With a maximum of 66 guests attended by a staff of 130, Triple Creek Ranch in Montana is a privileged spot of Western adventure and comfort any time of year. But in low season, when branches of ponderosa and lodge pole pines are laden with snow, the pleasures of receiving breakfast in one’s cabin (bacon-cheddar pancakes, anyone?) are doubly satisfying. The Relais & Châteaux property in the heart of the Bitterroot Mountain Range of the Montana Rockies (access from the Missoula airport) is adults-only, and each cabin boasts a wood-burning fireplace.

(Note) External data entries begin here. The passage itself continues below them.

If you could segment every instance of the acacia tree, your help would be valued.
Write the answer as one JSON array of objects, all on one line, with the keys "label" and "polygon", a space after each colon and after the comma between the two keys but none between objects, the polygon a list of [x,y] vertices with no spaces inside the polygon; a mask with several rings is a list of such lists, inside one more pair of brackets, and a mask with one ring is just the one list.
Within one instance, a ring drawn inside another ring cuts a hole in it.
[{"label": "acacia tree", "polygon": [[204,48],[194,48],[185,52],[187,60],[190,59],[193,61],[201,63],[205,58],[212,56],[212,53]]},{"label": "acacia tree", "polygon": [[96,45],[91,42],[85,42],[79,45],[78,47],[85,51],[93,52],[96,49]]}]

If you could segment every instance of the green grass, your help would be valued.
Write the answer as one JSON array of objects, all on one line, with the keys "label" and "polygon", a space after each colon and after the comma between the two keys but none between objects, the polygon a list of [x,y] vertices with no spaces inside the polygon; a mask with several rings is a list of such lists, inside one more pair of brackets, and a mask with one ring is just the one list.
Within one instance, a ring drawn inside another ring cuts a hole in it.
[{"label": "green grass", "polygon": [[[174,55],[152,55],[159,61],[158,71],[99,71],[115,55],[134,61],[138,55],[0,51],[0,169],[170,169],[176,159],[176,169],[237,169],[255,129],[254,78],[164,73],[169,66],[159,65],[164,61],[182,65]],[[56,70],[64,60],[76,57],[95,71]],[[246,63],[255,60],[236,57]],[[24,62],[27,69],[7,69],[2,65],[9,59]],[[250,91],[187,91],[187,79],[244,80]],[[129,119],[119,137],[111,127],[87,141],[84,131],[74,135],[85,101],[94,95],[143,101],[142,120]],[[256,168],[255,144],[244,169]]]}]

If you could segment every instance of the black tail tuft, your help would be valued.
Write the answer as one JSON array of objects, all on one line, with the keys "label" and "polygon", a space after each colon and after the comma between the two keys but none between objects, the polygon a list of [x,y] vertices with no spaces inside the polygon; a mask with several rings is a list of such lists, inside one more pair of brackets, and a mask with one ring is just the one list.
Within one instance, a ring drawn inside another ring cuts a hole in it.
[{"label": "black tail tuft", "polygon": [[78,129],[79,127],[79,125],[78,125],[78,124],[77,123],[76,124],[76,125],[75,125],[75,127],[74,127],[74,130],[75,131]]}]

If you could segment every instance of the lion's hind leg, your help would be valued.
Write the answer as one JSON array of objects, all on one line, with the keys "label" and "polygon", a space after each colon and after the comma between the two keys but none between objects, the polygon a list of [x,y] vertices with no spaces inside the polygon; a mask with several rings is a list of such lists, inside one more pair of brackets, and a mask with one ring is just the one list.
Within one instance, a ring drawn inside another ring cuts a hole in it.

Rates are inclusive of all meals, house wines, and spirits, as well as activities including horseback riding, cross-country and downhill skiing, ice fishing, snowshoeing, and guided fat-tire snow biking. The activities desk is staffed from early morning until 11 PM to help with your schedule and can generally lend whatever gear or outer layers you may have forgotten to pack.
The 1000+-piece collection of Western art throughout the property is the pride of owners Craig and Barbara Barrett. He is a former CEO of Intel, while she has served as Ambassador to Finland and chairman of the Aerospace Corporation. The ranch’s reserve wine cellar has received a nod of approval from Wine Spectator, and the ranch hosts an annual event in partnership with Napa Valley’s Chappellet.
The nearby Sapphire Mountains got that name for a reason; a fun and unique activity on property is sapphire panning. The ranch has an arrangement with a couple of mines whereby barrels of sapphire-laden gravel are brought onto the ranch to be panned, sifted, rinsed, and inspected cup-by-cup on a metal tabletop by patient, treasure-seeking ranch guests. From several yards away they look like they’re engaged in a group jigsaw puzzle, everyone intently focused, looking for the telltale bit of translucence (don’t be fooled by a tiny quartz fleck) among the grit and pebbles.
Or for a special and unforgettable morning, the activities desk can arrange a musher and team of Alaskan huskies for a dogsled ride through the Rye Creek Canyon area. If you’ve never been on a dogsled, you might expect it to be noisy with barking. In fact, the dogs only bark when they are at rest; they are happy and eager to run, the sound is soft wintry silence broken by the occasional command. “Gee!” means right, and “haw!” means left. Swaddled in blankets, you will ascend from a base of 4,000 feet up to 6,800 feet before dismounting to receive a cup of hot chocolate and gaze down upon French Basin, an area traversed by Lewis and Clark on their expedition.